In the conventional manufacturing method of semiconductor device mentioned above, however, a large tensile stress of 8E10 dyne/cm.sup.2 or more is exerted on the titanium nitride film formed by CVD and burying the contact hole, when the titanium nitride film is thick. Further, the adhesion of the titanium film to the titanium nitride film formed by thermal CVD is not favorable. For these reasons, the titanium nitride film may be cracked or peeled off from the titanium film. When the titanium nitride film is peeled off from the titanium film, the underlying inter-layer insulating film (BPSG film) may be abnormally etched in the subsequent etching step of the titanium nitride film, so that the manufacturing yield is lowered and the reliability of a resultant semiconductor device is lowered. Further, the peeled titanium nitride film portion becomes immigrant which is also a cause of degradation of yield. When the titanium nitride film is cracked, the abnormal etching of the underlying layer may occur.

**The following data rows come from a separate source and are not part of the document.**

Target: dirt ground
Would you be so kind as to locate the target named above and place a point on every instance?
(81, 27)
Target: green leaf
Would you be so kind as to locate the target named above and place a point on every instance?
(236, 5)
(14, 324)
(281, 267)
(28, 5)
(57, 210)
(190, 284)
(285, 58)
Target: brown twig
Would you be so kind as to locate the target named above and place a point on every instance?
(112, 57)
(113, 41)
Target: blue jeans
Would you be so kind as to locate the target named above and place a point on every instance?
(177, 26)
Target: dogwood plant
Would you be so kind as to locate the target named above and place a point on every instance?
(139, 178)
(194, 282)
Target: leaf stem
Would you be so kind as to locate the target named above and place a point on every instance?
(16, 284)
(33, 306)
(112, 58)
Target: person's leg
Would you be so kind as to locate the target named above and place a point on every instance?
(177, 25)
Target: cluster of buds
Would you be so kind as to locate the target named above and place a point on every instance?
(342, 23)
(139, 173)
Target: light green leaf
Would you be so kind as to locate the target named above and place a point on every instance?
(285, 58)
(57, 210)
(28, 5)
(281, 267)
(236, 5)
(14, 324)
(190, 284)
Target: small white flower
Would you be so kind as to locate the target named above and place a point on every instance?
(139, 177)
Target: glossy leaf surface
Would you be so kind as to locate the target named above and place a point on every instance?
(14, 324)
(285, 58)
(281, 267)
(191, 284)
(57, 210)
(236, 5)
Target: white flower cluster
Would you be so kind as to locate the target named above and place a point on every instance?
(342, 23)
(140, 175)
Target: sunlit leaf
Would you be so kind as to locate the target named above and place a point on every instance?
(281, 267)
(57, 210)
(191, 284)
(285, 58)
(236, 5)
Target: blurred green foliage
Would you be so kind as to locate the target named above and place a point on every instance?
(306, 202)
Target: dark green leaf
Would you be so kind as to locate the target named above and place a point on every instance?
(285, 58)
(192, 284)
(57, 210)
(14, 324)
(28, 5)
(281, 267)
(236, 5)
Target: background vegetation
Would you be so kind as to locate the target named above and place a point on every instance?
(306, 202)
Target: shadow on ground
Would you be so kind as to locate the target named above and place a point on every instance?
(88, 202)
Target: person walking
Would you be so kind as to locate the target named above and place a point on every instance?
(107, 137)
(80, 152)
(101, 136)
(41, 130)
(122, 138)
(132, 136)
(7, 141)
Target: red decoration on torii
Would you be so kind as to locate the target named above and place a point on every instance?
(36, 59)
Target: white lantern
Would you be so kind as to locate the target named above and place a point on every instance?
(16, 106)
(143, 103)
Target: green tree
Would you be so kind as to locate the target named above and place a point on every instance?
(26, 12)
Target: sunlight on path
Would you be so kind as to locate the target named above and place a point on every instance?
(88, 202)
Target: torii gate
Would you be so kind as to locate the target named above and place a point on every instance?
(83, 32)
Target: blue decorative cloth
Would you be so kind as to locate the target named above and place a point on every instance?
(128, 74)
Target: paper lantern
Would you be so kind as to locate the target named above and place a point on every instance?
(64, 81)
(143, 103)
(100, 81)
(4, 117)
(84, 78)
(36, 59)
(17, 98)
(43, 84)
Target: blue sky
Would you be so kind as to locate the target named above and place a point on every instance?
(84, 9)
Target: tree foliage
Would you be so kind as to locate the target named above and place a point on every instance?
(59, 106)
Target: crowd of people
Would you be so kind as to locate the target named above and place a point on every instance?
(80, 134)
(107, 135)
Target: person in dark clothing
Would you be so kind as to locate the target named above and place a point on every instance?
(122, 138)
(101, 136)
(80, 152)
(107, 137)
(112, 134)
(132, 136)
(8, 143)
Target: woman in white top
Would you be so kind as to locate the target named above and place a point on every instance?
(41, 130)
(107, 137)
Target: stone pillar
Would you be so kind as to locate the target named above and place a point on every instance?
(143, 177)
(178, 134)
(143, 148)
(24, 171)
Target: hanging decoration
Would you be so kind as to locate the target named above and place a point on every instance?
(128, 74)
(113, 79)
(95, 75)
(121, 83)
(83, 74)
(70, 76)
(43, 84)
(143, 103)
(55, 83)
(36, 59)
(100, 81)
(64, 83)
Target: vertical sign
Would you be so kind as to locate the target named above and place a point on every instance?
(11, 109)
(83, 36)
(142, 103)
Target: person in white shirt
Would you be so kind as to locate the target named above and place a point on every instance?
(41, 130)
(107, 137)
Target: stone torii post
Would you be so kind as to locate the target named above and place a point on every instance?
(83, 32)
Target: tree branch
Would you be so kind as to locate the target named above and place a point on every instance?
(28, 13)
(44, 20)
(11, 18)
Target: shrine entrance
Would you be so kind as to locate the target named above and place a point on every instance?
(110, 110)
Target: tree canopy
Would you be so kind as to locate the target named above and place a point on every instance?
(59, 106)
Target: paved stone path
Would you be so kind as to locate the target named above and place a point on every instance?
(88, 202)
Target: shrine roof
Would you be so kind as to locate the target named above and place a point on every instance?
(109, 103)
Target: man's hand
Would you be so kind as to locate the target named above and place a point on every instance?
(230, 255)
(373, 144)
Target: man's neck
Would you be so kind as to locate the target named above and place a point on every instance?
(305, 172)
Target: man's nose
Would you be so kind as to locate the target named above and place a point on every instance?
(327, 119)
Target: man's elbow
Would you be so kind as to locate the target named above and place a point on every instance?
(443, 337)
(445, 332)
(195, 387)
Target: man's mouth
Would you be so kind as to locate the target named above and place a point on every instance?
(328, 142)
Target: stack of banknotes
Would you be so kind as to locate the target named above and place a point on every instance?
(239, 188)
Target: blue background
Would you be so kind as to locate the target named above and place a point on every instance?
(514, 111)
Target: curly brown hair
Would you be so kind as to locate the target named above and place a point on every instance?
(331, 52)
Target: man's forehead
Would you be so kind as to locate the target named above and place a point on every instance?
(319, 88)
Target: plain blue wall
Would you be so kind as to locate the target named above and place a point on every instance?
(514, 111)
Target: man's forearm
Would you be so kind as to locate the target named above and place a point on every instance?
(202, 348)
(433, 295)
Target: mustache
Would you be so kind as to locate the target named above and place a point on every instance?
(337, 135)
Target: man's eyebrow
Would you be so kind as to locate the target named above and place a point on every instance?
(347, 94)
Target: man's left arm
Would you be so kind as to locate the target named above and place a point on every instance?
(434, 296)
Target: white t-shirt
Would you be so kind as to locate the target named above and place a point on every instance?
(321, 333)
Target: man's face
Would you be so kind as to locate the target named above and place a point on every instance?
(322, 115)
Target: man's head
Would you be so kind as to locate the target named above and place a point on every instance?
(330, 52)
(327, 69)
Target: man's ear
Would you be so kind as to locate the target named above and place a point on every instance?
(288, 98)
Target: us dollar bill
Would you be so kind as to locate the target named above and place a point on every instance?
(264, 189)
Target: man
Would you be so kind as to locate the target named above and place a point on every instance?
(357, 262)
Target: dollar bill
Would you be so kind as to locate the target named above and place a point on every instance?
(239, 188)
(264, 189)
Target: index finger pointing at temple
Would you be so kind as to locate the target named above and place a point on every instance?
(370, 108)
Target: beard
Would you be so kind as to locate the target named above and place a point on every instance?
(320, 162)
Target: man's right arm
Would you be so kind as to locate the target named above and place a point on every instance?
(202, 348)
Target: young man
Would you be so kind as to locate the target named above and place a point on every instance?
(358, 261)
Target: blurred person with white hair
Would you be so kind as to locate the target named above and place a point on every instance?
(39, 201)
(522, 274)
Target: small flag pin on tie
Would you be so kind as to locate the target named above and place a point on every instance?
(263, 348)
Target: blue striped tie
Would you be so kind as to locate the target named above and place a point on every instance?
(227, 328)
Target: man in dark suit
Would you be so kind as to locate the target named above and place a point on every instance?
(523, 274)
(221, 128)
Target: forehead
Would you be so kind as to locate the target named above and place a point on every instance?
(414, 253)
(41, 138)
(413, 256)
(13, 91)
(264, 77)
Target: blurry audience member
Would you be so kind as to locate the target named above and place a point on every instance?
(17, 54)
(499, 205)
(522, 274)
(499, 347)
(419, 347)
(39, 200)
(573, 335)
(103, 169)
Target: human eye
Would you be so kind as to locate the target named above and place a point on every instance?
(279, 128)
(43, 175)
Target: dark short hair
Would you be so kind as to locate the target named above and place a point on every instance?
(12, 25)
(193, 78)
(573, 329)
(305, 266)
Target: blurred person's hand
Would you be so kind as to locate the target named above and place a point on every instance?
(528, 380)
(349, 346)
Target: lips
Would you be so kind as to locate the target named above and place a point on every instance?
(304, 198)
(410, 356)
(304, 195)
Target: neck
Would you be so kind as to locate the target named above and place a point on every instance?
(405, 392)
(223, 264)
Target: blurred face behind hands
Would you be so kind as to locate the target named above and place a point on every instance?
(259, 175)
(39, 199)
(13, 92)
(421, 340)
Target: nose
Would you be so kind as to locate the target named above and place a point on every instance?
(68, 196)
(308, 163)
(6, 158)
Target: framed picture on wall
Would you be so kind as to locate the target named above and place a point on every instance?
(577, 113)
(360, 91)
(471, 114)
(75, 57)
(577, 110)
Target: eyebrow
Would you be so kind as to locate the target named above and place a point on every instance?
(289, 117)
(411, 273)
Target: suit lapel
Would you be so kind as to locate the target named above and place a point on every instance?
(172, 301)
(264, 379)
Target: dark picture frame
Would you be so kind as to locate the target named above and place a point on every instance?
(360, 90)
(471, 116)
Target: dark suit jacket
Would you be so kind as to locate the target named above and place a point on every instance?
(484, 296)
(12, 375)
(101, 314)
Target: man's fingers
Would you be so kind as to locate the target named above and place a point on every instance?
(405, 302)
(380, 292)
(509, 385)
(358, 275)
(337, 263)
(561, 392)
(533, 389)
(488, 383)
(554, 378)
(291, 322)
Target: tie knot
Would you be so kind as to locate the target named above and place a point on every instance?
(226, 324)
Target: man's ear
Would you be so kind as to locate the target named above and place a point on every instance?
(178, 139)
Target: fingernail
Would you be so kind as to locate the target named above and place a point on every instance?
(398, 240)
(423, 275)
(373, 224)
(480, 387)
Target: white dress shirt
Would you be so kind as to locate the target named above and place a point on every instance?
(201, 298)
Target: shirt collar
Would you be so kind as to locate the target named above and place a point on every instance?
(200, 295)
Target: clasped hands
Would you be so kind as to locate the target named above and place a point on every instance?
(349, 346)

In order to solve the above problem, in lieu of the formation of the titanium nitride film 305 by depositing it on the titanium film 303 as shown in FIG. 4(b), it may be considered that, after the titanium film 303 and hence the titanium silicide film 304 are formed, the titanium film 303 is etched away such that only the titanium silicide film 304 is left and, thereafter, the titanium nitride film 305 is deposited.
The conventional method for selectively removing only the titanium film 303 by etching uses a mixture of aqueous ammonia and aqueous hydrogen peroxide. The selective etching step takes a substantial time since it requires, in addition to several minutes for selective removing, a washing time (about 10 minutes) after the etching step, a drying time (about 5 minutes) by a spin dryer, etc. Further, it is clear that there is a problem of a large amount of waste liquid.